Apparently, all the above was unimportant for Prof Husain; what he wanted most was to indicate that the Hindu raja of Ballabhgarh was loyal and devoted to the Muslim king of Delhi.
On the other hand, a five-line Urdu note (document no. 38, pp. 75–6) gets 14 lines of English. The Urdu, as expected, is quite garbled. One can only make out that the King wished the Kotwal of Delhi to intervene in a case involving a courtesan (‘tawa’if’) named Faiz Bakhsh and a rent-collector named Lala Rangin Lal. Here is Prof Husain’s translation/commentary in its entirety. It can be read more for its comic effect:
"One room of the government situated in the market of Chandni Chowk is under the occupation of Lady Faiz Bakhsh, Tawaif. She is living in that room as a tenant. Whenever, the rent collector goes to collect rent from her she does not pay it. An order was issued that Lala Ranjan Lal should prepare the report about the arrears of the rent of the above said accommodation and submit it. Dated 13th Muharram, 21 Julus.

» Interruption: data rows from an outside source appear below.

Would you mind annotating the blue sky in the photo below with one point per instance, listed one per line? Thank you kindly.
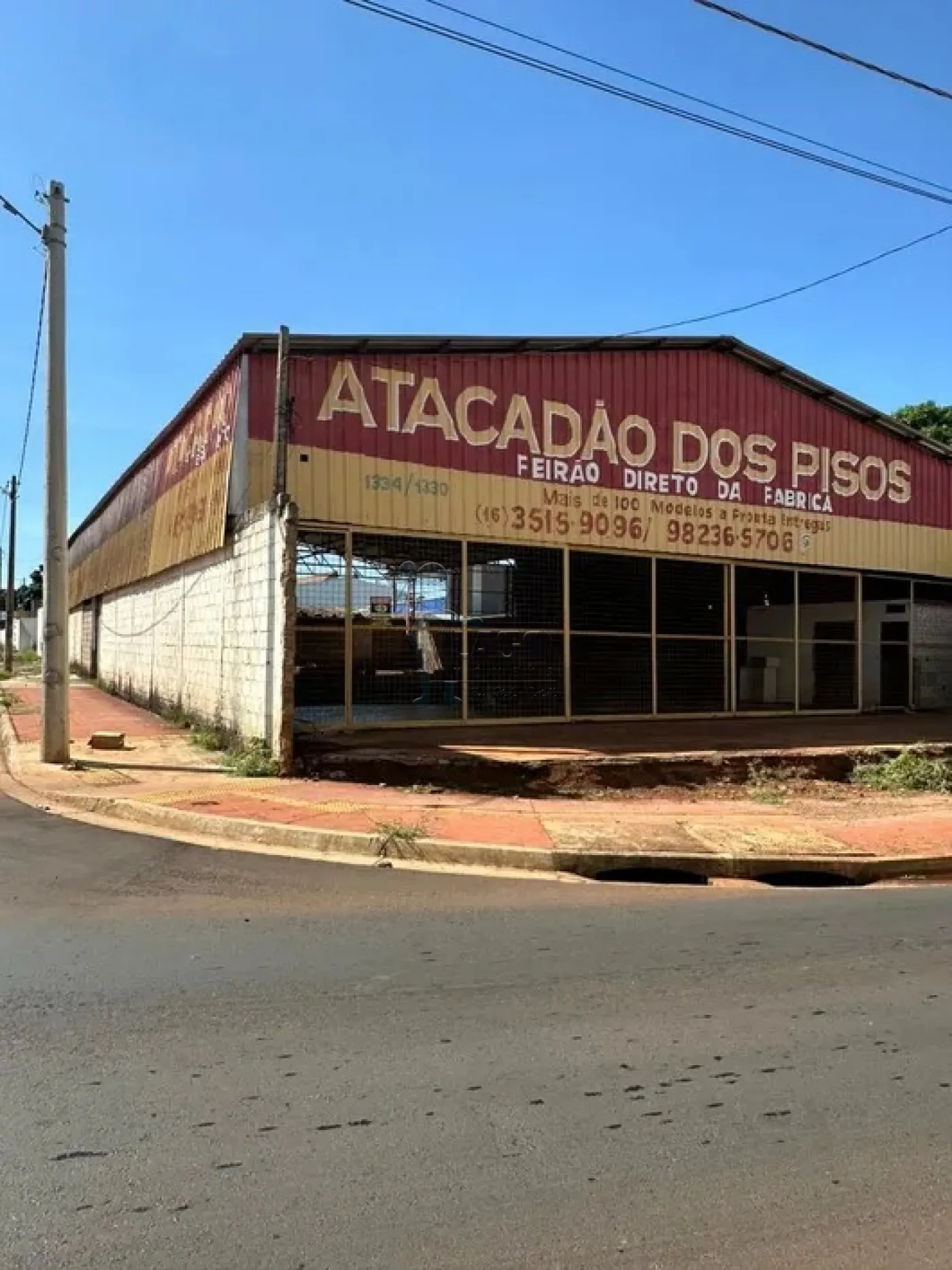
(235, 165)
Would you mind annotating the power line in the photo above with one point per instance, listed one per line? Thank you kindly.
(826, 48)
(33, 376)
(794, 291)
(14, 211)
(564, 73)
(685, 97)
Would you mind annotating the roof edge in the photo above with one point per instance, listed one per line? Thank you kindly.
(267, 342)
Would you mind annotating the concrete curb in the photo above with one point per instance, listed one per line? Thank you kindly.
(858, 869)
(436, 852)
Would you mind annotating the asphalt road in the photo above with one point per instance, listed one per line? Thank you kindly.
(224, 1060)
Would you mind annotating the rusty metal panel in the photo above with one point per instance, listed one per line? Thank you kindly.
(171, 509)
(676, 450)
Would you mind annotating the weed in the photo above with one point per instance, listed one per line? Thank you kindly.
(252, 758)
(396, 839)
(766, 784)
(209, 738)
(909, 773)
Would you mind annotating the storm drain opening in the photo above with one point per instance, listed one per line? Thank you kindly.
(806, 878)
(653, 877)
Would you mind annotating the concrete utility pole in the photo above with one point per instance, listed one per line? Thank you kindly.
(282, 416)
(55, 747)
(10, 582)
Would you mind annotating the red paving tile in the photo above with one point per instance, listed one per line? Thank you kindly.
(899, 839)
(90, 710)
(517, 831)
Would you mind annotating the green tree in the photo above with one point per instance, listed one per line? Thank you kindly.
(29, 595)
(931, 420)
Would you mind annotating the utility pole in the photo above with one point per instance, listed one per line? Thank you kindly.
(55, 747)
(282, 414)
(10, 582)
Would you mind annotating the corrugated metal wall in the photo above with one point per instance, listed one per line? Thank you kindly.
(685, 452)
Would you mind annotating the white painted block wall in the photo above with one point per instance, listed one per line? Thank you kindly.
(206, 637)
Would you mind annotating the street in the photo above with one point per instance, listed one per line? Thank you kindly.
(231, 1060)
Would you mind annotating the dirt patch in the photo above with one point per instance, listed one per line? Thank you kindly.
(760, 773)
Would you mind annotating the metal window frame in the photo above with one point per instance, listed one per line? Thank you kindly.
(729, 635)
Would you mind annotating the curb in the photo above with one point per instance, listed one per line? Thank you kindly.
(344, 845)
(857, 869)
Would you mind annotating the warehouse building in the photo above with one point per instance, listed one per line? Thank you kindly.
(470, 530)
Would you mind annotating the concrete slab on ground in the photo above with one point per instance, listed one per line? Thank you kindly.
(163, 783)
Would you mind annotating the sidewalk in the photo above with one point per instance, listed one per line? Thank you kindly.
(164, 783)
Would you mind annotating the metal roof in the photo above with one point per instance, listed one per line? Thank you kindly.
(471, 346)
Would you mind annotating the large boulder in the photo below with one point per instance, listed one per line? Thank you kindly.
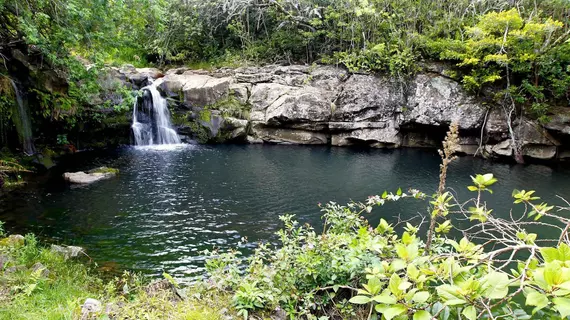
(287, 136)
(438, 101)
(559, 123)
(306, 104)
(368, 98)
(139, 77)
(90, 176)
(263, 95)
(196, 90)
(374, 134)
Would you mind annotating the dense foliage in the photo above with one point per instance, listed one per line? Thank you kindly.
(56, 49)
(37, 282)
(354, 270)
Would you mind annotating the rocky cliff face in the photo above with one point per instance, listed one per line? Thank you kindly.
(328, 105)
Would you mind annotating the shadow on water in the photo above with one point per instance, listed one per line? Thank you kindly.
(167, 206)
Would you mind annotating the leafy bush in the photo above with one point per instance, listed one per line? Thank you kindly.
(488, 268)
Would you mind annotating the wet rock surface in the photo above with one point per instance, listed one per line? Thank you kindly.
(316, 104)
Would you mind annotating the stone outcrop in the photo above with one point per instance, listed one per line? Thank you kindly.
(328, 105)
(90, 176)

"Copy of the note is also sent to Thanedar of Chandni Chowk for necessary action.
"Official room was given on rent to Ms. Faiz Bakhsh, Tawaif, but she did not pay the rent of the room. As we come across in other documents that people of Delhi were passing through a crisis and life had become difficult so all these circumstances were responsible for a troubled life. Ms Faiz Bakhsh must also be facing difficulties and had lost her income and also not in a position to pay rent of her room."
I saw the book advertised, and then read a review in The Tribune. I immediately requested a friend to bring it for me from India. Now I feel ashamed that I put her to all the trouble. It cost her 750 rupees, but it is not even worth the price of the paper it is printed on. That such a book could be compiled by a professor of History is indeed a sad commentary on the
state of academic research at some Indian universities that Prof.Husain himself passionately deplores in this book.
C. M. Naim is Professor Emeritus, University of Chicago.